The above images (the front and back of one photograph) are from an epic find. A whole box of photographs. You'll see a lot of this family, how they all lived in the early through late eighties in Milwaukee, WI. There are wedding pictures, prom, friends, babies. Besides all of the pictures there were letters, cards, bags of old prescription bottles, shoes, a pair of ice skates, a puppet. It was all there one day by the side of the road. I passed by it on my way home at night and gathered up as many photos as I could by flashlight. It rained the next day and then it was all gone.

Monday, July 6, 2009

USA




I see the ‘American Dream’ reflected strongly in a lot of the photographs I find, particularly in these ones. There’s the early morning, pinkish light on the two men in the first, the neatly barren lawn in the second, that obvious landmark. There’s something about being a keeper of these photographs too that relates to this idea for me. I feel that the Dream is about moving forward and progress. It's about the holiness of place and the even holierness of the quest for place. The photograph is proof! You don’t need to take a picture of it to know you’ve seen the Washington monument but maybe you need that record, that evidence not only of your presence but of your own hand in doing the taking. Do you think there’s a place in the paradigm of the American Dream for remembering? How does it fit? Powerful people aren’t often tourists. Why is the travel photo the particular domain of the middle class? Or is it at all?

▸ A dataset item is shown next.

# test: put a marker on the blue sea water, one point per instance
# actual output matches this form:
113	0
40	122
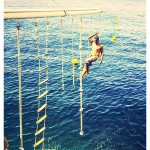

And isn't that pink T-shirt in the last photo and the posture of the two men in the first one or the crispness of the ponchoed fella's pants just so beautiful?

Sunday, July 5, 2009

Lemme introduce a little of what I'm getting at here.

I have to say. These scans don’t cut it. They’re nothing like the thrill of opening up an album in a thrift store or a dumpster or chasing a piece of paper down the street, or wiping mud and dusting dirt from one lying on the corner; the images here aren’t even like pawing through an inexplicably grimy bin of photographs at an antique store, finding just the right one and shelling out the dough (a quarter, fifty cents, a dollar). That’s what’s so difficult about them, and why they’ve become a strange burden to me. I feel responsible for the lives represented here even while I’m not sure there are lives represented at all. I wonder if it's naive to assume that such brief moments really do offer any real portrait of the time, place, memory, and mark they portray.

The good ones are sensitive. They’re are imbued with the subjectivity of framing, subject, and lighting as well as the romance of their finding and their distance (in time, place, and character) to my own life. I really love them. Big time. I’ll show them to anyone who asks or who doesn’t. I’ll pull out boxes and folders and spread them out on my bed or the living room floor. I’ll explain how I found them and everytime I find a new one I’ll think “This is it, I’ve finally found the only one I ever could. This is the mother lode, for real.”

They’re personal. I don’t want to filter them through other media. I don’t want to exploit them. But, part of the burden is that I might be the only person who holds what these photographs hold. Part of the burden is an idea of memory as a memorial. That said, and getting back to the bit about the scans, If you want to see these in real life, to hold them and notice the things about them that make them worthwhile, to speculate and drink a cup of something at my house, let’s do it. The kitchen table can be cleared as a stage anytime and whatever’s on the living room floor can be kicked away.